Requested by Joanna Spicer

MY MOST NEGATIVE NELLY, JUDGY JUDY THOUGHTS: ON ENGAGEMENT PHOTOS

THANK YOU for permission to go off, @joannaspicer. Also requested by @e, @jennalamagna, and @mandi. You are all too good to me for indulging my crazy. Photos are cribbed right off google images (with one notable exception) so I don't lose too many friends. Sorry in advance for everyone I likely offend here, but this is my passion project
  1. First of all, I should start off by saying: good for you, engaged couples of the world! I'm happy you have found love! And I totally get that you want photos for save the dates, guest books, or even just for practice putting your heads close together in pics. Makes sense!
    That being said, there are so many engagement photo tropes that drive me bonkers, have absolutely nothing to do with getting married, and are very worthy of ridicule.
  2. The absolute most offensive to me is the girl with her hand on her cocked hip, smiling sassily, while the boy looks on longingly.
    Oh my god, you guys. He is not lusting after you from afar. You are not cheekily putting him off. This scenario is wholly unbelievable. You're getting MARRIED. You know each other! You're not fooling me!
  3. Similarly, the hands clasped, but leaning away from each other, pose.
    Oh hehe do you guys even kiss teehee so chaste. Fuck you.
  4. Or sitting waaay far away from each other but gazing with love.
    I just...don't understand. My intelligence is being insulted, I think.
  5. Then there's the: just feet. Or hands held. Or, uggghhh, two linked pinky fingers.
    Why not just elbows? Or thighs pressed together? Maybe your tongues sticking out and touching?
  6. All of a sudden, because you're engaged, I'm supposed to believe you live in the house that Pinterest built?
    Or you hang out on railroad tracks? Why do people think they need to be whimsical or about to be run over by a train to demonstrate their commitment?
  7. Ditto for vintage bicycles.
    Like, it's one thing if this couple collects olde timey bicycles. But I really don't think they do.

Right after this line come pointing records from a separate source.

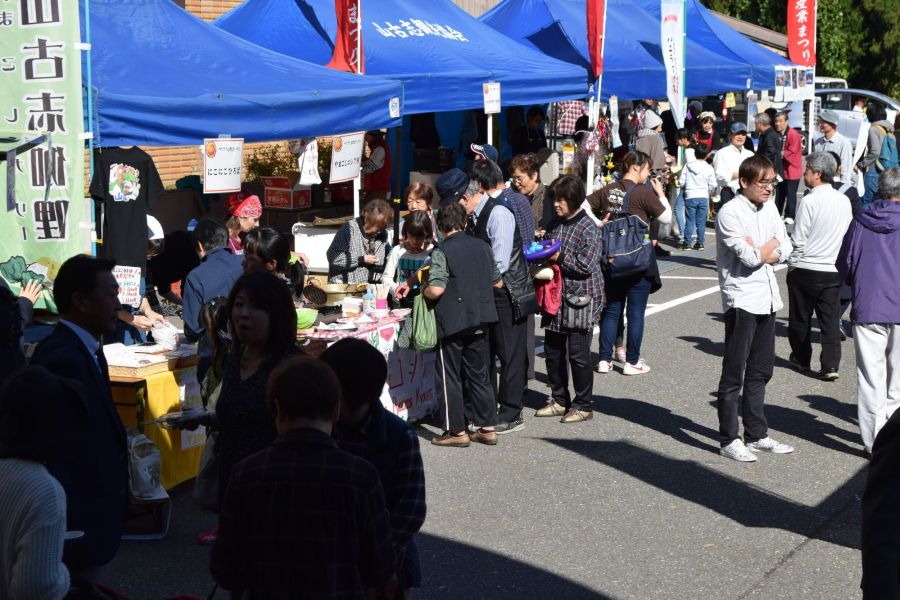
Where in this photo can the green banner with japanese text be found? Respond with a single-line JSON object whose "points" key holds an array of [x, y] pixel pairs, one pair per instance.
{"points": [[44, 217]]}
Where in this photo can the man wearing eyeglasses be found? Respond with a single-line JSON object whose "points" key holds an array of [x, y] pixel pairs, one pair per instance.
{"points": [[727, 161], [750, 240]]}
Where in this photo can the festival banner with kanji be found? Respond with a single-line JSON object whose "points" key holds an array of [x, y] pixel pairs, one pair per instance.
{"points": [[802, 32], [42, 213], [348, 49]]}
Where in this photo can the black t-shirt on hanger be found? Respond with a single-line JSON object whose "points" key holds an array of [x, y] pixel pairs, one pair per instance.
{"points": [[127, 184]]}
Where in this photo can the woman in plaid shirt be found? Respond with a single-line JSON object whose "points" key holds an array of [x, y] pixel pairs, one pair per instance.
{"points": [[568, 332]]}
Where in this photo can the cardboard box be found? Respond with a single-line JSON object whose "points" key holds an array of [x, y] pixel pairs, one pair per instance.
{"points": [[279, 193]]}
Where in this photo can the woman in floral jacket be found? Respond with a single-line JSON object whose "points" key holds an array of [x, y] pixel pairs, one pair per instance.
{"points": [[568, 332]]}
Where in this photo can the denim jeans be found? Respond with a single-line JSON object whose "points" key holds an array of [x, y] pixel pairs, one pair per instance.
{"points": [[679, 210], [695, 216], [633, 292], [871, 180]]}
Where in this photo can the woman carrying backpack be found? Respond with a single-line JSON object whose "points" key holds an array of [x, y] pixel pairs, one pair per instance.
{"points": [[629, 293]]}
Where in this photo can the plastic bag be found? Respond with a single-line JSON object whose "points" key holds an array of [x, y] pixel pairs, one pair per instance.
{"points": [[166, 335], [424, 332]]}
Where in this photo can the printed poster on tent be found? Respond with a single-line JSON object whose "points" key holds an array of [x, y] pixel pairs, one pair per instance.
{"points": [[44, 215]]}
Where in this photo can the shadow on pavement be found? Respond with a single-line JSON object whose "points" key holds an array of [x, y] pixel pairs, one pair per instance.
{"points": [[452, 569], [660, 419], [746, 504]]}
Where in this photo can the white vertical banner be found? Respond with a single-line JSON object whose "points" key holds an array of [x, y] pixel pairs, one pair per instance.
{"points": [[672, 39]]}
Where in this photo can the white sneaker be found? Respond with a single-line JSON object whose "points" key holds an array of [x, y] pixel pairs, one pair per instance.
{"points": [[767, 444], [639, 368], [736, 450]]}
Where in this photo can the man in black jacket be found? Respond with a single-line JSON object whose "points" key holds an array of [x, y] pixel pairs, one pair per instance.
{"points": [[492, 221], [459, 281], [93, 469]]}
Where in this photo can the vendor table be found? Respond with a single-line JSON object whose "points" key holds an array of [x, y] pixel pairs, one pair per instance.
{"points": [[409, 390], [141, 400]]}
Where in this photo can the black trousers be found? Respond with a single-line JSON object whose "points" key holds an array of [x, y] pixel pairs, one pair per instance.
{"points": [[461, 377], [748, 363], [576, 346], [509, 340], [786, 197], [817, 291]]}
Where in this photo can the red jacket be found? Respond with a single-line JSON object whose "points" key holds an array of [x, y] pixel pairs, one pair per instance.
{"points": [[792, 156], [380, 180]]}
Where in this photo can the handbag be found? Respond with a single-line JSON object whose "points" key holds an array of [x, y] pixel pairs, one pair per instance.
{"points": [[424, 328], [206, 484], [576, 312]]}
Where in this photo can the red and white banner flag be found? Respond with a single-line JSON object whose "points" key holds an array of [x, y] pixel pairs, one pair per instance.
{"points": [[802, 32], [348, 53], [596, 14]]}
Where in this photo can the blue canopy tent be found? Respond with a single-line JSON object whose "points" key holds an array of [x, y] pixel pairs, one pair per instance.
{"points": [[722, 39], [162, 77], [442, 55], [633, 64]]}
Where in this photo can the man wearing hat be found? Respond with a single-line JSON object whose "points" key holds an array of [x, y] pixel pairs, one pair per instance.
{"points": [[832, 141], [728, 160], [485, 152], [377, 168]]}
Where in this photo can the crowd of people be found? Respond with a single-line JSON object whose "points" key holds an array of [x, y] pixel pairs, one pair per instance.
{"points": [[319, 484]]}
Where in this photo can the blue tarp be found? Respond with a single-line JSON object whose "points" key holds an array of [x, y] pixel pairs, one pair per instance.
{"points": [[163, 77], [633, 64], [440, 72]]}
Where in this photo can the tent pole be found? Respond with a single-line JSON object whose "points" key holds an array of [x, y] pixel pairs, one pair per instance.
{"points": [[90, 108]]}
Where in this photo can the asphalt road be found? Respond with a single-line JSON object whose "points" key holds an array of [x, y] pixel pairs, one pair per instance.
{"points": [[636, 503]]}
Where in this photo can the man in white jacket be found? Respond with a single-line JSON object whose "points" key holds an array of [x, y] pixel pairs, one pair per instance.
{"points": [[813, 281], [750, 240]]}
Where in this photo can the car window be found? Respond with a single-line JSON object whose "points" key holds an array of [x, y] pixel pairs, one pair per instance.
{"points": [[836, 101]]}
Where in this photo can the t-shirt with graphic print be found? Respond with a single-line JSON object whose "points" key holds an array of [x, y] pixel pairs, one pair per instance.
{"points": [[127, 184]]}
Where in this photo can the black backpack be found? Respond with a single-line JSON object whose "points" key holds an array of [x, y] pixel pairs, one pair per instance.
{"points": [[10, 333], [626, 245]]}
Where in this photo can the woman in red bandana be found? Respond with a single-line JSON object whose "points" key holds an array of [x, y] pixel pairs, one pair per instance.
{"points": [[244, 212]]}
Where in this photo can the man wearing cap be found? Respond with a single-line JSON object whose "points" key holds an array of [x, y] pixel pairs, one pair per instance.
{"points": [[377, 168], [791, 166], [832, 141], [494, 222], [728, 161]]}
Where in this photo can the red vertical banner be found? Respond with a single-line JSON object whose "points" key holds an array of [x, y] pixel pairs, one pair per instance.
{"points": [[595, 16], [802, 32], [348, 53]]}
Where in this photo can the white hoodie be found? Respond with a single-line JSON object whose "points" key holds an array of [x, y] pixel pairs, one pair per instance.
{"points": [[698, 179]]}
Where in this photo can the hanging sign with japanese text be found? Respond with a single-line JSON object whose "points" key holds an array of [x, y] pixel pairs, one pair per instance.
{"points": [[491, 92], [222, 160], [672, 38], [802, 32], [43, 214], [346, 157]]}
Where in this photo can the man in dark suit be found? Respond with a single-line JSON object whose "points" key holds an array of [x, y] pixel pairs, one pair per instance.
{"points": [[92, 466], [881, 516]]}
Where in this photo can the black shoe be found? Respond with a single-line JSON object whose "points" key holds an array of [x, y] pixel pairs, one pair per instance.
{"points": [[517, 424], [828, 375], [797, 364]]}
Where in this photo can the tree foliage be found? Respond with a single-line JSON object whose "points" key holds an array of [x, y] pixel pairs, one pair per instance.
{"points": [[856, 39]]}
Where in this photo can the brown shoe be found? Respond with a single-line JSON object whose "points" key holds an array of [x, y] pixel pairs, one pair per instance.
{"points": [[482, 436], [576, 416], [552, 409], [455, 440]]}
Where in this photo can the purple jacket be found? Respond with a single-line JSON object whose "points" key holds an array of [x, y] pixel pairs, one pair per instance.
{"points": [[868, 260]]}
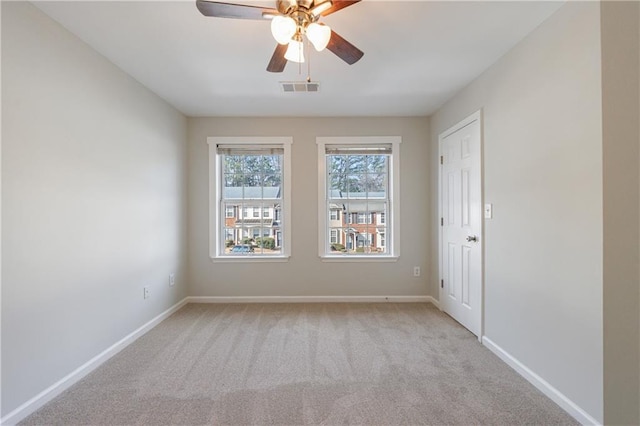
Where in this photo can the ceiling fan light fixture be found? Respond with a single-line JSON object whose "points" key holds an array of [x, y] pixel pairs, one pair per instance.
{"points": [[283, 28], [294, 51], [319, 35]]}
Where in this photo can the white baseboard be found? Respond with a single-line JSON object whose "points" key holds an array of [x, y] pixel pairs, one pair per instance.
{"points": [[543, 386], [435, 302], [311, 299], [63, 384]]}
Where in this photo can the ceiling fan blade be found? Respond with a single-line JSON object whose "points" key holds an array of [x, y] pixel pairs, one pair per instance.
{"points": [[278, 61], [343, 49], [230, 10], [337, 5]]}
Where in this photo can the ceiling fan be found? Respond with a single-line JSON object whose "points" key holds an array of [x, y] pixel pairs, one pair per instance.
{"points": [[290, 21]]}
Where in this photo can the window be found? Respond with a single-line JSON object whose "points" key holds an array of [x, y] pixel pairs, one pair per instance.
{"points": [[252, 176], [361, 179]]}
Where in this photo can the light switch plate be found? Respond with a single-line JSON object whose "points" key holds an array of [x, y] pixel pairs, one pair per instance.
{"points": [[488, 211]]}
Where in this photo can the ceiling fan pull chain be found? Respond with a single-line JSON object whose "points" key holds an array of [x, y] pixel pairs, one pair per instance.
{"points": [[308, 62]]}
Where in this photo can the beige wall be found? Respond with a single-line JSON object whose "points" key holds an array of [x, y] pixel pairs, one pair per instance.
{"points": [[93, 203], [543, 173], [620, 73], [305, 274]]}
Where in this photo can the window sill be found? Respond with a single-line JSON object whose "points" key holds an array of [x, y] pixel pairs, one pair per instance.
{"points": [[357, 259], [249, 259]]}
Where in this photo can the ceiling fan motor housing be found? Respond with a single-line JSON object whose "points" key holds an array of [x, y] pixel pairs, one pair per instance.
{"points": [[287, 6]]}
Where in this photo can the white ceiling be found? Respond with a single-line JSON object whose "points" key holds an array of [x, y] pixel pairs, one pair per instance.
{"points": [[418, 54]]}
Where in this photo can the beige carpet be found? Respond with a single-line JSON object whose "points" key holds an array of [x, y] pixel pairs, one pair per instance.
{"points": [[294, 364]]}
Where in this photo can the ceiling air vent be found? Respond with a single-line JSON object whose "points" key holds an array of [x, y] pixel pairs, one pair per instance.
{"points": [[300, 86]]}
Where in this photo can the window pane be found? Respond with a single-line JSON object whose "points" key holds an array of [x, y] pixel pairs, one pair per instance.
{"points": [[357, 201], [254, 228], [376, 185], [233, 164]]}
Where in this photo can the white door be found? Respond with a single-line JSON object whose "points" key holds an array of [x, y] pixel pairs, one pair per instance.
{"points": [[461, 223]]}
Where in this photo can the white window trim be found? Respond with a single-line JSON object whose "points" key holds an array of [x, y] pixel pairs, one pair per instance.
{"points": [[215, 191], [393, 215]]}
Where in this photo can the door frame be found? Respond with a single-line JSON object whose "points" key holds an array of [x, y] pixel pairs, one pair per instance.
{"points": [[463, 123]]}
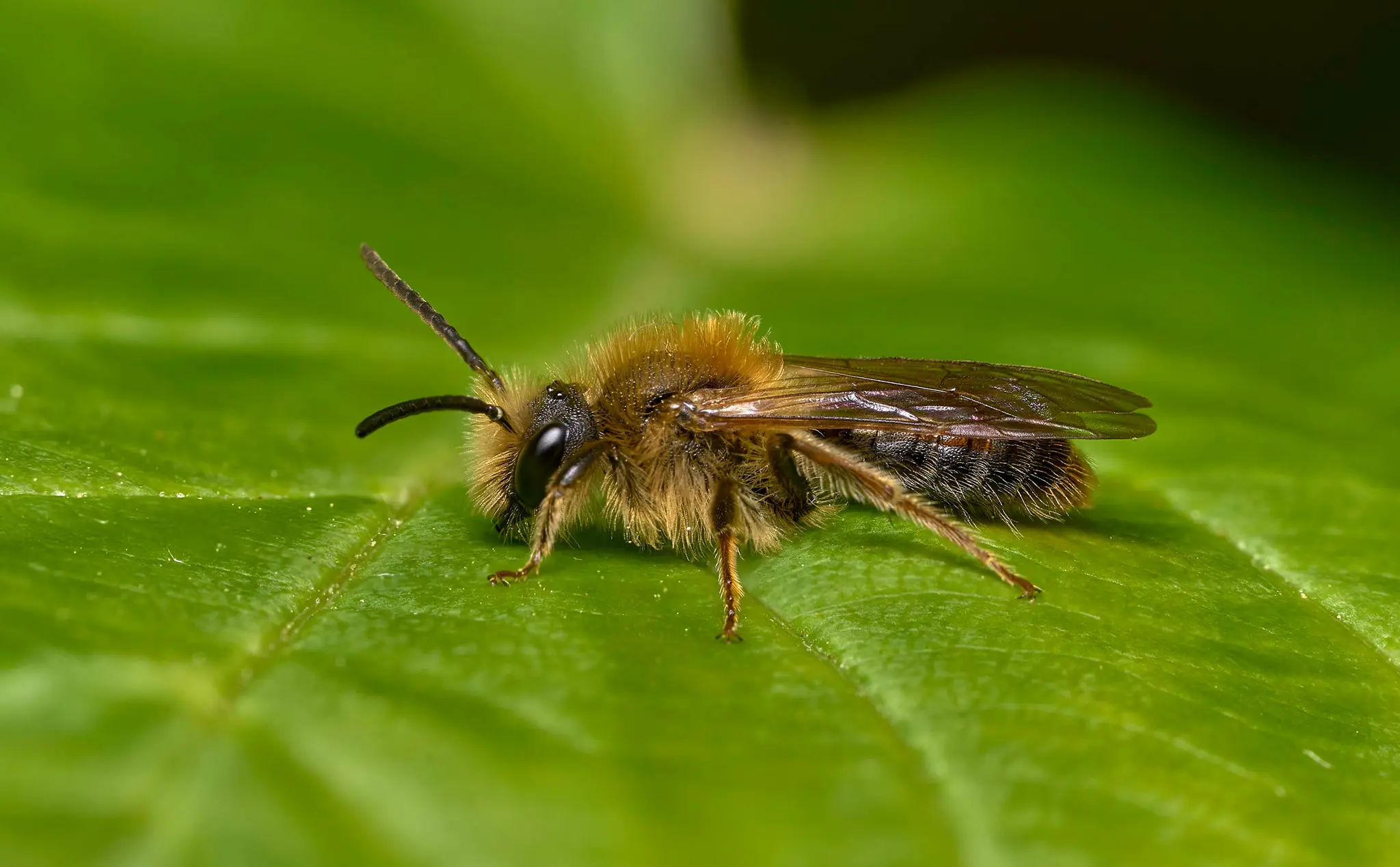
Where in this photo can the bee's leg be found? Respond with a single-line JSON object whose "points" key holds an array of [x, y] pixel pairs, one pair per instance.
{"points": [[884, 492], [790, 479], [724, 509], [566, 490]]}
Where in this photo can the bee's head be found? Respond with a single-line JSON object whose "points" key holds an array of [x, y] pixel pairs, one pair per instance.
{"points": [[524, 434], [511, 467]]}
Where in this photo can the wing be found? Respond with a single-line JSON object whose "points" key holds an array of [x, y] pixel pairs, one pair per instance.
{"points": [[941, 398]]}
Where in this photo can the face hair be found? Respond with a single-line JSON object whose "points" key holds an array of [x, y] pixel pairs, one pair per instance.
{"points": [[422, 405], [434, 320]]}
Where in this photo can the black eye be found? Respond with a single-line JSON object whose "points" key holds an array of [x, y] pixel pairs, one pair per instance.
{"points": [[541, 457]]}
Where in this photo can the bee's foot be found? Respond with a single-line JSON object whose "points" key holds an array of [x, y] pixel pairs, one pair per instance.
{"points": [[506, 576]]}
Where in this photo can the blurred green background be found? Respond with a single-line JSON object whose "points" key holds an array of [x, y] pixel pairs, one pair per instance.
{"points": [[231, 633]]}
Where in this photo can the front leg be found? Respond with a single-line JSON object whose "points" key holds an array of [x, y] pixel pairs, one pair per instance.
{"points": [[724, 509], [566, 489]]}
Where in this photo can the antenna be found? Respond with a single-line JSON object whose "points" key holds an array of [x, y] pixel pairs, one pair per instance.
{"points": [[422, 405], [420, 306]]}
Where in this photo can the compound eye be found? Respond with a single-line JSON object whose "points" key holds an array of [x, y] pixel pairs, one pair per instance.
{"points": [[538, 461]]}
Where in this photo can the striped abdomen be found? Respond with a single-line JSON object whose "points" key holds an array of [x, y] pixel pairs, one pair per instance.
{"points": [[1001, 479]]}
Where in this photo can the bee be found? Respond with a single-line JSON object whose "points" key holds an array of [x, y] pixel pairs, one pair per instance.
{"points": [[705, 436]]}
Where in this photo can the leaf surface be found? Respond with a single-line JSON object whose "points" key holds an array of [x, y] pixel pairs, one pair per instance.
{"points": [[232, 633]]}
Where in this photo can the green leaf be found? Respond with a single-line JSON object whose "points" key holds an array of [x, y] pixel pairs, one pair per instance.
{"points": [[230, 632]]}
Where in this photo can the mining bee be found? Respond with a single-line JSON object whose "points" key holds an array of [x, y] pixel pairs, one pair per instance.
{"points": [[705, 436]]}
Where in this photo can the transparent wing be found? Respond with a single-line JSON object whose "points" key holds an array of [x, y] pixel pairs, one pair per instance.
{"points": [[941, 398]]}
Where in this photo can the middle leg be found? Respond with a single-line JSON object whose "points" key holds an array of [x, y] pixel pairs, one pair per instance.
{"points": [[724, 509]]}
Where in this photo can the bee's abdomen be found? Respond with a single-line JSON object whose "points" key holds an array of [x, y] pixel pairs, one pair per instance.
{"points": [[993, 478]]}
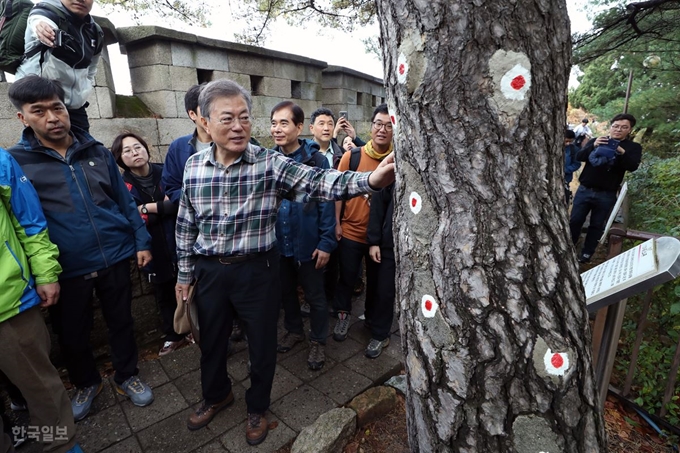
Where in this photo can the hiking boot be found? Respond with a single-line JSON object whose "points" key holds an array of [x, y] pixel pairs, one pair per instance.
{"points": [[375, 347], [139, 393], [256, 430], [82, 400], [341, 326], [289, 340], [170, 346], [206, 413], [317, 356], [584, 258]]}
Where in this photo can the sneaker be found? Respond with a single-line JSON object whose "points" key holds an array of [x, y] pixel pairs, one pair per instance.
{"points": [[18, 406], [76, 449], [317, 356], [139, 393], [206, 413], [170, 346], [375, 347], [256, 430], [341, 326], [289, 340], [82, 400]]}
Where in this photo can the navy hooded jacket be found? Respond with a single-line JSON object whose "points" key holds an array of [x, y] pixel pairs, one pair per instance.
{"points": [[91, 216], [302, 228]]}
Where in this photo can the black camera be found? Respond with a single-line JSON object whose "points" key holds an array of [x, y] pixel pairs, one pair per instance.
{"points": [[63, 40]]}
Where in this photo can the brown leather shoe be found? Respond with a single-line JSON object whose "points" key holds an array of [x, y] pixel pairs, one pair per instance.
{"points": [[206, 413], [256, 430]]}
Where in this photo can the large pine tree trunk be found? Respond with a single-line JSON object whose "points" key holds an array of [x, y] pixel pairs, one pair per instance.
{"points": [[493, 319]]}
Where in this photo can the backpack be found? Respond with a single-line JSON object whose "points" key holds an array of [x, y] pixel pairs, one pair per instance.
{"points": [[13, 21], [12, 29]]}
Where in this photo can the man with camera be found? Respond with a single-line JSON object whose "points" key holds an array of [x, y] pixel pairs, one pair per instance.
{"points": [[607, 160], [64, 43]]}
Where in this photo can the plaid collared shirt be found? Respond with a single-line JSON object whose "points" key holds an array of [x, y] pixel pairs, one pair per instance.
{"points": [[232, 210]]}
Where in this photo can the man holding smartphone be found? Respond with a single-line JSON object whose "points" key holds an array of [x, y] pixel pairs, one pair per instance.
{"points": [[600, 180]]}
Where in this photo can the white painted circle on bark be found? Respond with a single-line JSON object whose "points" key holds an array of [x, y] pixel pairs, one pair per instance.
{"points": [[516, 82], [556, 363], [429, 306], [402, 68], [415, 202]]}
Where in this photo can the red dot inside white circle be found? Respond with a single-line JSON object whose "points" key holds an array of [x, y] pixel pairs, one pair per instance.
{"points": [[415, 202], [518, 82]]}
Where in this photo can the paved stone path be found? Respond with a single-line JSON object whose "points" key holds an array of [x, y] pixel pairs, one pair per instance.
{"points": [[299, 396]]}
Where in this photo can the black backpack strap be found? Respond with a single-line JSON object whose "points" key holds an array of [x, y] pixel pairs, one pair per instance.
{"points": [[355, 159], [318, 159], [55, 15]]}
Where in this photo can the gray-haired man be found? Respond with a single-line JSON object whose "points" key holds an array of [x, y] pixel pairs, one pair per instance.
{"points": [[226, 240]]}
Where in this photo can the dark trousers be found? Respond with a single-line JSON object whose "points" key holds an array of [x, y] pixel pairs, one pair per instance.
{"points": [[5, 441], [79, 118], [311, 280], [25, 360], [72, 319], [380, 313], [167, 304], [599, 203], [350, 255], [330, 276], [252, 291]]}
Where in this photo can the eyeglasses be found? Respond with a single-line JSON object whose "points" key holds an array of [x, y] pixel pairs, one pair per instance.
{"points": [[137, 149], [229, 121], [377, 125]]}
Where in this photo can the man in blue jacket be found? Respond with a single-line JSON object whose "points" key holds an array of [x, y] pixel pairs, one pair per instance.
{"points": [[95, 224], [182, 148], [29, 273], [597, 192], [305, 234]]}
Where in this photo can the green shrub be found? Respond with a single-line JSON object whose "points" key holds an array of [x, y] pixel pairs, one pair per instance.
{"points": [[654, 207]]}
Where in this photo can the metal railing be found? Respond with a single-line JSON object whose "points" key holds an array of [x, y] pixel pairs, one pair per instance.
{"points": [[607, 329]]}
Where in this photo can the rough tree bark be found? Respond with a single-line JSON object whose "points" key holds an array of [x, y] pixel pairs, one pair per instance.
{"points": [[493, 319]]}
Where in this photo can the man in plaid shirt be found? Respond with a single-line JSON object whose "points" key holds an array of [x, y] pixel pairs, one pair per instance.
{"points": [[226, 240]]}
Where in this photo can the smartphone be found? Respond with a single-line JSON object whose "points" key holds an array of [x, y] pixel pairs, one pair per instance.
{"points": [[59, 37]]}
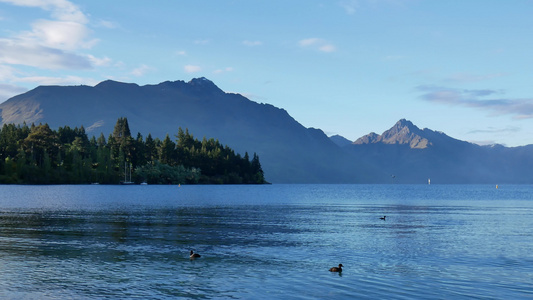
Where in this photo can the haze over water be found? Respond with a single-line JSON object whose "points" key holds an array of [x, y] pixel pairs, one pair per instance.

  8. Pretending to propose again.
    He already did it. I know, because you are having an engagement photo shoot.
  9. Worse yet, telling me she said yes.
    I know. Because you are having an engagement photo shoot.
  10. Oddly sexual poses?
    Why?
  11. Or when they're wearing these patently absurd outfits.
    It's fine to get dressed up, to look nice. I'm not a monster! I don't hate all professional photos! But HONESTLY LOOK AT YOURSELF IN THE MIRROR IN THAT GET-UP.
  12. And they want to show off their attempts at avant garde photography.
    These are just really bad pictures I'm expected to coo over.
  13. Can't forget ye olde foot up.
    You guys should just see what happens when you google image search "engagement photo feet." Riddle me this, newly engaged person: have you ever kicked your heel up in a kiss before this very moment? Are you in the Princess Diaries? (Also, why do so many of you seem to want photographs of just your feet?)
  14. Picture within a picture.
    Engagement photoception. Just in case this wasn't enough about us, we made it MORE about us.
  15. Hands making a heart.
    The only reason this is a thing is if you're Taylor Swift.
  16. Extremely uncomfortably serious photos.
    I know that your photographer made you take them, but you didn't have to share them.
  17. Really oddly posed photos.
    Ditto above: maybe you weren't given an option in taking them, but you were given an option in showing them to me (for me to mock).
  18. It's great that some of them spell out LOVE or FOREVER with light tricks and scrabble tiles.
    Otherwise, who would know why they were taking photos?
  19. There's a whole inexplicable trend of hiding faces while kissing with a wide variety of items.
    To maintain modesty, I gather. Well, thank the lords of purity for chalkboards with your wedding date on them, Mr&Mrs wooden blocks, and all kinds of food, because we have no idea what you're doing behind them.
  20. You guys.
    I could do this all day. I've now got a huge number of other people's engagements photos on my phone and it's kind of weird. And I know I'm making fun of other people's happiness and this makes me a shrewy monster but it is what it is.
  21. Photos that ARE okay in my book: doing something fun that maybe means something to you, and having a good time with it.
    I know one couple who walked across the Brooklyn Bridge (important to them) and made goofy faces, another cool couple whose pics I saw went and played around in an arcade 😉. The pictures are genuine and full of (real) personality -- can't knock that.
  22. Or people just playing around, actually having fun.
    Not pretending to walk barefoot in a NYC park because who are you joking with that one, now you have foot AIDS.
  23. Or photos that focus on your pet.
    Definitely would rather just see your pet.
  24. OR JUST A NICE PHOTO OF THE TWO OF YOU.
    Honestly, isn't this the point? I feel like I'm taking crazy pills.